Excédents allemands : pourquoi la Commission européenne fait volte-face ?

Par Romaric Godin  |   |  1302  mots
José Manuel Barroso et Olli Rehn veulent désormais réduire les excédents allemands ? Ils ont pourtant soutenu depuis quatre ans une politique qui les a favorisés…

La Commission européenne est-elle comme le corbeau de la fable ? Il semblerait, en tout cas, que, ce mardi, Olli Rehn et José Maria Barroso aient juré, mais un peu tard, qu'on ne les y reprendrait plus. Ils sont ainsi partis en guerre contre les excédents allemands, source de déséquilibre au sein de la zone euro.

Croisade tardive

Leur croisade est, il faut l'avouer, bien tardive, de la part d'une Commission aux abois qui tire ces derniers feux avant les élections européennes et qui affiche un bilan des plus sombres tant sur le plan institutionnel qu'économique. Il y a là une impression pathétique de vouloir se raccrocher aux branches d'une réalité qui, depuis quatre ans, avait échappé au très orthodoxe duo de Bruxelles..

La prédominance du discours moral et intéressé

Il est en effet un peu surprenant, quatre ans après le début de la crise de la zone euro de découvrir que les excédents allemands constituent aujourd'hui une source de déséquilibre pour l'Union économique et monétaire (UEM). Voici quatre ans, le Conseil européen a engagé une stratégie qui visait précisément à « réduire les déséquilibres » par la seule arme de la réduction des déficits.

A l'époque, ceux qui, comme Christine Lagarde, alors ministre de l'Economie française, osaient en 2010 émettre l'idée que cette réduction des déficits devait s'accompagner d'une réduction des excédents n'étaient entendu ni au Conseil, ni à la Commission. Madame Lagarde a dû finir par se taire.

L'argument dominant était alors d'ordre moral : Grecs, Portugais, Espagnols ou Irlandais et bientôt Français et Italiens avaient fauté en « vivant au-dessus de leurs moyens. » Il n'était pas question, en conséquence, de faire payer pour ces fourmis les cigales qui, elles, avaient « fait les efforts nécessaires. » Un discours à sens unique.

Jamais, ni le Conseil - dominé par l'Allemagne - ni Bruxelles n'ont émis l'hypothèse que c'est précisément la politique allemande de focalisation à l'extrême sur les exportations qui avait pu entraîner une dégradation de la compétitivité des pays du sud.

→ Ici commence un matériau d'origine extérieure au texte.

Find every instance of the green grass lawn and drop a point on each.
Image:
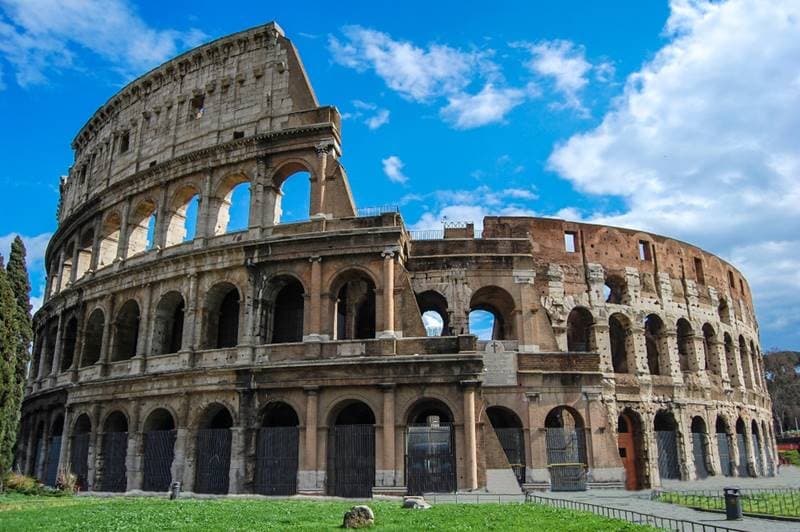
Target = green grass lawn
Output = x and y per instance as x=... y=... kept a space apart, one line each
x=94 y=513
x=777 y=504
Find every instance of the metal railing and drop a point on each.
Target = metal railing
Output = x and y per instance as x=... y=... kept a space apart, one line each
x=663 y=523
x=777 y=502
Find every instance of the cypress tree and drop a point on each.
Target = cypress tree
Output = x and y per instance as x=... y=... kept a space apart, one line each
x=10 y=391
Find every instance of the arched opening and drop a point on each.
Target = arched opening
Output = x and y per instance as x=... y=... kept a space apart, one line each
x=508 y=427
x=283 y=311
x=631 y=449
x=182 y=225
x=79 y=450
x=159 y=450
x=742 y=469
x=233 y=205
x=109 y=241
x=277 y=450
x=351 y=451
x=141 y=235
x=168 y=325
x=355 y=307
x=730 y=359
x=654 y=337
x=758 y=459
x=614 y=289
x=222 y=316
x=84 y=253
x=126 y=332
x=93 y=338
x=685 y=343
x=724 y=447
x=666 y=429
x=579 y=330
x=54 y=451
x=566 y=449
x=498 y=304
x=620 y=340
x=112 y=469
x=430 y=448
x=68 y=344
x=699 y=447
x=435 y=317
x=709 y=349
x=213 y=451
x=292 y=201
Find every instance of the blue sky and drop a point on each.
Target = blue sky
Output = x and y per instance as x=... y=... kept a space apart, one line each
x=677 y=117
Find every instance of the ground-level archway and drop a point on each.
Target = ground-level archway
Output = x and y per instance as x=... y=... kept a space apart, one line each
x=351 y=451
x=159 y=450
x=430 y=448
x=277 y=450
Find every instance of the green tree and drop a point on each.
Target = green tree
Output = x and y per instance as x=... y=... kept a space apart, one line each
x=9 y=348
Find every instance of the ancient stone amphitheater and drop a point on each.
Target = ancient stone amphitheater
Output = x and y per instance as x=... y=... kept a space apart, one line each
x=286 y=358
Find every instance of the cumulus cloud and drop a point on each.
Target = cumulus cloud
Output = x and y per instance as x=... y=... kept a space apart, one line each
x=40 y=36
x=393 y=168
x=702 y=144
x=432 y=74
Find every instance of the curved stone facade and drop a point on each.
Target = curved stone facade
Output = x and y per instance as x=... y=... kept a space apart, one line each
x=293 y=357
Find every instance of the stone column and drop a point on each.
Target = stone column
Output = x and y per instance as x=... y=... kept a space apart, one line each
x=387 y=477
x=388 y=293
x=310 y=475
x=470 y=436
x=313 y=332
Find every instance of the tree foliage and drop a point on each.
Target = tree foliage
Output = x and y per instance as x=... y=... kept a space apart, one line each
x=783 y=381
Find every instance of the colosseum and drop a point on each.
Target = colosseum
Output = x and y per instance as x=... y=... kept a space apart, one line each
x=276 y=357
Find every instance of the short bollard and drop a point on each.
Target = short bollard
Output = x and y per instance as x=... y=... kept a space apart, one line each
x=733 y=504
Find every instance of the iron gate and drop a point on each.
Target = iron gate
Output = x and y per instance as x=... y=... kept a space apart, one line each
x=757 y=451
x=351 y=462
x=79 y=459
x=699 y=453
x=115 y=450
x=159 y=451
x=724 y=454
x=53 y=455
x=430 y=459
x=276 y=461
x=213 y=461
x=513 y=442
x=742 y=469
x=566 y=459
x=668 y=465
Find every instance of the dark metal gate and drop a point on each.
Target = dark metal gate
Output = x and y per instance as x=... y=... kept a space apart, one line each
x=276 y=461
x=53 y=455
x=430 y=459
x=699 y=454
x=566 y=459
x=513 y=442
x=742 y=469
x=159 y=451
x=351 y=462
x=79 y=459
x=668 y=465
x=757 y=451
x=115 y=450
x=724 y=454
x=213 y=461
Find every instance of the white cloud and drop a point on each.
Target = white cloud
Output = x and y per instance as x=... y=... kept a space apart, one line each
x=380 y=118
x=566 y=65
x=490 y=105
x=393 y=168
x=702 y=144
x=39 y=36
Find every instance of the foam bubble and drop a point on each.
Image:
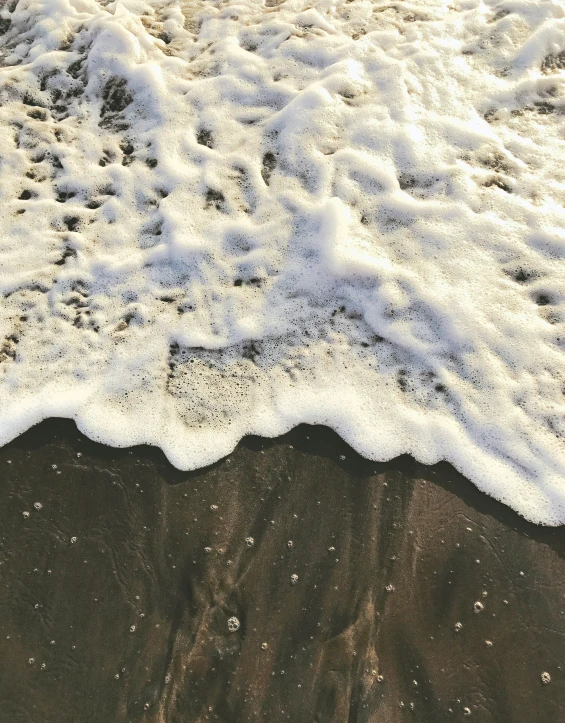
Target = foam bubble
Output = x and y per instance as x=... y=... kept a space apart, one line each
x=223 y=218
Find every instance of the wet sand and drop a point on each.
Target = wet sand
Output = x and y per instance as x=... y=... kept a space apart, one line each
x=112 y=609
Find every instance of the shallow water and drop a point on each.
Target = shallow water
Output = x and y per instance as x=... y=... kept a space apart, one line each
x=223 y=218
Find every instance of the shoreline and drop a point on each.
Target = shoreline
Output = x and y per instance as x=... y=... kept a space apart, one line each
x=99 y=557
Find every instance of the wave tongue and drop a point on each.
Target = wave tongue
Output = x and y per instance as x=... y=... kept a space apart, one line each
x=242 y=216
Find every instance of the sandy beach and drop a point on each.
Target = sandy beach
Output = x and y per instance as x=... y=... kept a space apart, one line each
x=417 y=598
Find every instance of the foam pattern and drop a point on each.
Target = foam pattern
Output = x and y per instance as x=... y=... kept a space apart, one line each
x=229 y=217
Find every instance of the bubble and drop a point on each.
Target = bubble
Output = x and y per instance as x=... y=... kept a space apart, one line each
x=233 y=624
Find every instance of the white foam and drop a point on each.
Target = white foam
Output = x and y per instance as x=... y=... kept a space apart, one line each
x=342 y=213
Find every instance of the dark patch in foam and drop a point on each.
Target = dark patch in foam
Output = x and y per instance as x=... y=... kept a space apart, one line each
x=553 y=62
x=71 y=222
x=268 y=166
x=499 y=183
x=205 y=138
x=215 y=199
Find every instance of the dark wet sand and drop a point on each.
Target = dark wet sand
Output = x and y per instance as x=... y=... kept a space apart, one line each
x=129 y=621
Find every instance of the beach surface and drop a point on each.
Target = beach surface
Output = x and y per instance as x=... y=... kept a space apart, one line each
x=417 y=598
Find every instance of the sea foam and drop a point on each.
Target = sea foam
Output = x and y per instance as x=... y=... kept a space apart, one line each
x=229 y=217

Dégradation irrémédiable dans le contexte de la monnaie unique où la dévaluation n'était plus possible, sauf à réduire le niveau de vie. Alors, ces pays, pour s'assurer de la croissance, avaient dû utiliser les robinets de la consommation et de la dette. Mais comment accuser alors l'Allemagne qui rechignait alors à apporter les milliards nécessaires à sauver l'euro ?

Stratégie borgne

La stratégie alors engagée en Grèce, poursuivie en Irlande, au Portugal et jusqu'à cette année à Chypre, était donc borgne : elle faisait l'impasse sur le problème des excédents pour ne traiter que celui des déficits. La Commission n'a alors guère soulevé d'objections. On se souvient qu'Olli Rehn était même un des plus prompts alors à endosser ce discours moral, jusqu'à la fin de l'an dernier.  Mais les conséquences de cette vision unilatérale ont été dévastatrices et menacent de continuer à l'être.

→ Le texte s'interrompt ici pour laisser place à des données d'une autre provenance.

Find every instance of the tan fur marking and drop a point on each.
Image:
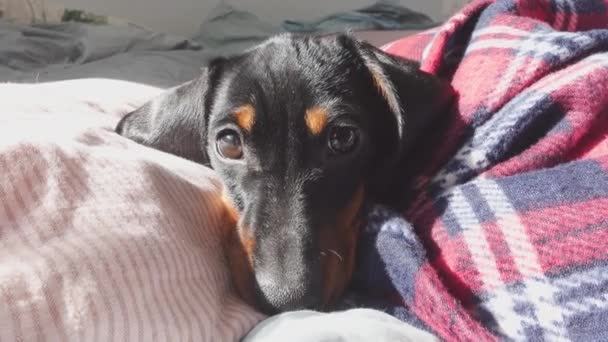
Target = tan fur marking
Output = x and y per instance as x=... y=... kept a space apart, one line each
x=316 y=119
x=245 y=115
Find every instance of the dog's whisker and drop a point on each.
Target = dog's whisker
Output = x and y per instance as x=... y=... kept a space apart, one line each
x=336 y=254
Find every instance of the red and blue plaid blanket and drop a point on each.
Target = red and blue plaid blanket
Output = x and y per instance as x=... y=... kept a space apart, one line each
x=506 y=237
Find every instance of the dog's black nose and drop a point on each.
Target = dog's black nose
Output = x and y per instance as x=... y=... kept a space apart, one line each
x=287 y=293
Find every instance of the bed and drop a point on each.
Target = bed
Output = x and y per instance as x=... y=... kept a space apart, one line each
x=503 y=239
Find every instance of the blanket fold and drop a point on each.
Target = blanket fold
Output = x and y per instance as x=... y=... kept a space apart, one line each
x=506 y=235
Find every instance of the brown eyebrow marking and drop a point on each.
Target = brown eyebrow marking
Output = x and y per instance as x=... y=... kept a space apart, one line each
x=245 y=116
x=316 y=119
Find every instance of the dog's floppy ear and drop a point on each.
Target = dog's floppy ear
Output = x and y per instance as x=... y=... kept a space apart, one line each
x=175 y=121
x=413 y=98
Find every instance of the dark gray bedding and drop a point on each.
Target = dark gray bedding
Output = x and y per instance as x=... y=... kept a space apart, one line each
x=51 y=52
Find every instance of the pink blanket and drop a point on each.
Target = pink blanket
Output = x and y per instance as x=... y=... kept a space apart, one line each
x=102 y=239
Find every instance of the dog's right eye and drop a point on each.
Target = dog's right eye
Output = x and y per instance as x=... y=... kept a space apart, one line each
x=229 y=144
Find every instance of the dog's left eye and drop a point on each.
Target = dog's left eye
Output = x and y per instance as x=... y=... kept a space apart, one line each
x=343 y=139
x=229 y=144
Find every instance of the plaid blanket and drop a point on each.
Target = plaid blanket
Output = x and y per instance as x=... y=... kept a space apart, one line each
x=506 y=234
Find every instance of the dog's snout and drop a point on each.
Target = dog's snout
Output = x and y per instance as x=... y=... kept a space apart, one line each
x=287 y=292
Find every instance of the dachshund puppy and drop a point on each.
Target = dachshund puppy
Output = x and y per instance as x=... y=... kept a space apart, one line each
x=302 y=130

Le lièvre continue de courir

Alors que l'Allemagne continuait d'améliorer sa compétitivité, de réduire ses déficits publics et modérer la hausse de ses salaires (notamment dans les services), les pays endettés devaient la rattraper. L'Europe n'était alors pas dans la fable du lièvre et de la tortue. Car loin de se reposer et de flâner, le lièvre continuait de courir.

Les pays périphériques ont donc dû pratiquer une politique de dévaluation interne d'une violence inouïe, entraînant une baisse considérable de leur richesse et de leur niveau de vie, mettant à mal leur stabilité sociale et politique et, surtout, ravageant la confiance et l'activité dans toute l'Europe et bientôt même dans le monde entier. Le processus est toujours en cours, et toujours sur le même mode. L'Europe est menacée logiquement par une déflation dont on doit craindre les conséquences, mais qui est la suite logique de cette stratégie à « sens unique. »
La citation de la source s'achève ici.